Будь я на корабле, я поднял бы флаг, а еще лучше два: одни — трехцветный, другой — белый с красным кругом на нем (Темпи считает, что белое поле — символ Японии, а круг — мир, отсюда неизменная политика, стремящаяся привести другие страны под «крышу мира», то есть Японии, но сейчас уже речь не об этом).
Целую ночь и две половины дня я не выпускал из рук «Кресла для Токио». Оно появилось на свет — не очень большое, не совсем похожее на настоящее, по появилось. Литературный сценарий на тридцать с лишним страниц убористого почерка плюс несколько первых режиссерских разработок и предложения по осуществлению совместной постановки.

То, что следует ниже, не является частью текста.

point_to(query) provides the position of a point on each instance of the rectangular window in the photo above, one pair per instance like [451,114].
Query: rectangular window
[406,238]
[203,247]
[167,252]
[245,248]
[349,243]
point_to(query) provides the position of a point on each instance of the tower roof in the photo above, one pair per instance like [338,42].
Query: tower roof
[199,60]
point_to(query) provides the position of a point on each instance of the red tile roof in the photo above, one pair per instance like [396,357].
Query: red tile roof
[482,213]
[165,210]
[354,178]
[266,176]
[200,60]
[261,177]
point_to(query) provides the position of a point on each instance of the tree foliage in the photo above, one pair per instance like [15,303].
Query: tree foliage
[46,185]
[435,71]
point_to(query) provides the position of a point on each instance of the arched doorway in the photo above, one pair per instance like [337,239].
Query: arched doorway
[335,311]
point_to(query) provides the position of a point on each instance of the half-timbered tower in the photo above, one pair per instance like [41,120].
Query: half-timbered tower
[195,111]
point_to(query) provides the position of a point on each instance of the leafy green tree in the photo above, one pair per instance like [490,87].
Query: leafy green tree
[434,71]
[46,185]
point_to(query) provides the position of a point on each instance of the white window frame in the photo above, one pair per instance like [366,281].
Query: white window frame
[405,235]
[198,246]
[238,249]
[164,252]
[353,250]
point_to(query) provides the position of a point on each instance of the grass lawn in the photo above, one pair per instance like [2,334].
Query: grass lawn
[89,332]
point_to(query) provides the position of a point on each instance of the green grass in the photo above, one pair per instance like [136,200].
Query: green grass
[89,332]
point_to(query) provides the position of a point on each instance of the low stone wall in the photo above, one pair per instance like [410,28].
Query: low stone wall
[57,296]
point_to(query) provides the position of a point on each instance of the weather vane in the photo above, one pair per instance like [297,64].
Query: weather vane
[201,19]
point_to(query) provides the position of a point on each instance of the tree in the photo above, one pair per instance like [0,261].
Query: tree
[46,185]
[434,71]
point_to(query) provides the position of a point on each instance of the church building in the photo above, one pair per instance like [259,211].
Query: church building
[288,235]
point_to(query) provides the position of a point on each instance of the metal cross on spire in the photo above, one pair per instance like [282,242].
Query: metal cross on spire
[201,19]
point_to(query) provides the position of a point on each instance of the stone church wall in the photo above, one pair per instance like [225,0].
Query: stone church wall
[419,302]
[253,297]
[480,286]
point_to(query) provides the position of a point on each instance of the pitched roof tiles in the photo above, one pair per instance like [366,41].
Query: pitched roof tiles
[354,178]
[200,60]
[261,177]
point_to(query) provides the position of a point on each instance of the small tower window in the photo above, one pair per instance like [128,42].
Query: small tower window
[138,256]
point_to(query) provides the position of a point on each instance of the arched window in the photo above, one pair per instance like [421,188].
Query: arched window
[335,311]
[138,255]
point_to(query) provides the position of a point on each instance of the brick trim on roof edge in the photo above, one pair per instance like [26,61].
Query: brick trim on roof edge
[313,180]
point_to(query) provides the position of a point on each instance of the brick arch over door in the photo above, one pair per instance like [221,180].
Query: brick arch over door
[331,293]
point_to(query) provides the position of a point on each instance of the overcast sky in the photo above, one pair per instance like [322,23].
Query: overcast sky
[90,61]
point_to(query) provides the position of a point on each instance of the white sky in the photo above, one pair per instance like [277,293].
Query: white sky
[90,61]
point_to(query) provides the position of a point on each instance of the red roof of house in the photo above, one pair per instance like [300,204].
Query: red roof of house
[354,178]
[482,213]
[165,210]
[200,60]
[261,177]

Я не то чтоб не удовлетворен, но не питаю больших иллюзий и уже прикидываю, что из него всегда можно будет сделать забавную, непритязательную книжонку, озаглавленную, скажем, «Господин Кресло», если Жан уступит мне принадлежащую ему идею…
Мне так не терпелось узнать, чего она стоит, что я позвонил Дюбону, объяпонившемуся французу, которого, кажется, больше всего волнует Япония. Этот превосходный человек откликнулся на мои призыв: полчаса спустя он входил в мой номер. Пока я читал, он смеялся, волновался, он был «на все сто» «за», он даже подал мне, именно подал, несколько идей, рассказал пару забавных историй, чтобы придать этому первому варианту большую выразительность. В этой стране, кажется, действительно воруют мысли, по Дюбон — надежный друг, на него можно положиться. Я смогу наконец успокоиться при условии, что после моего отъезда он продолжит начатое дело, а он, кажется, не возражает. Его согласие — первая добрая новость в этой мрачной киноистории.
То, что Дюбон, который любит эту страну, одобрил мой франко-японский сценарий, просто чудо.
* * *
Я собрал записи, отложенные для истории о кресле, подготовил план эпизодов, забавных историй и вставил каждую запись туда, где она вроде бы была к месту. На эту подготовительную работу у меня ушла большая часть дня и ночи. Приступая к сценарию в собственном смысле слова, я уже был без сил. Я стучал на одолженной машинке, как глухой, бил по клавишам механически — сам больше машина, чем портативный «Гермес». Целое я слепил, уже не думая, как говорится, «на втором дыхании».
Но, прочитав это целое, я вдруг понял, что оно противоречит большинству заметок из моего блокнота. Поскольку это получилось помимо моей воли, я решил не делать исправлений.
За истекшие часы я сделал мало записей: ничего интересного не происходит, а возможно, я устал и просто ничего не замечаю.
Заходила мадам Мото — все те же истории, те же миллионы, миллиарды, те же телефонные звонки… Напрасно пытался я заставить ее посмотреть сценарий и даже был готов поднатужиться и перевести его на примитивный французский, лишь бы она знала, что не выбросила свои деньги на ветер. Она взяла в руки скрепленные листы, погладила их, как младенец, который еще только все щупает, понюхала, посмотрела на них сверху, снизу, отставив руки, прикрыв глаза, потом церемонным жестом вернула мне и добрых четверть часа, запыхавшись, поздравляла.
* * *
За мной зашел Клод Руссо в сопровождении молодого учителя-японца, его друга и коллеги, которого зовут Абе (как и последнюю находку моего менаджера, но, говорят, Абе в Японии не меньше, чем Дюпонов во Франции).
Он пригласил меня на ужин молодых японских писателей — я в восторге от такой перспективы — и рассказал о тех, с кем мне предстоит встретиться, — лучших представителях послеатомной японской литературы: Нома Хироси, сорока лет, самый старший и самый знаменитый прозаик, одно произведение которого переведено на французский язык («Зона пустоты»); Иноэ Иромицу, романист, большой поклонник «Дорог свободы»; Кайко Такэси, молодой прозаик; Судзуки, публицист, переводчик Пруста и Сартра; Сасаки, один из наиболее известных современных критиков…
У нас было все, чтобы найти общий язык. Они говорят по-английски и даже в большинстве случаев по-французски. Увы, когда мы явились, они уже растеряли все свои знания, ибо слишком много выпили.
Мы опоздали на два с лишним часа. Все было против нас — шофер такси вернулся накануне со своих рисовых полей, а молодые писатели явились на свидание за добрый час до условленного времени и с тех пор не переставая пили…
Короче, их выкрики слышались с улицы.
Клод и его коллега Абе переводили замечательно, но никак не могли добиться тишины, чтобы построить хоть одну фразу, даже принести свои извинения. Если бы они стали настаивать, им бы досталось на орехи.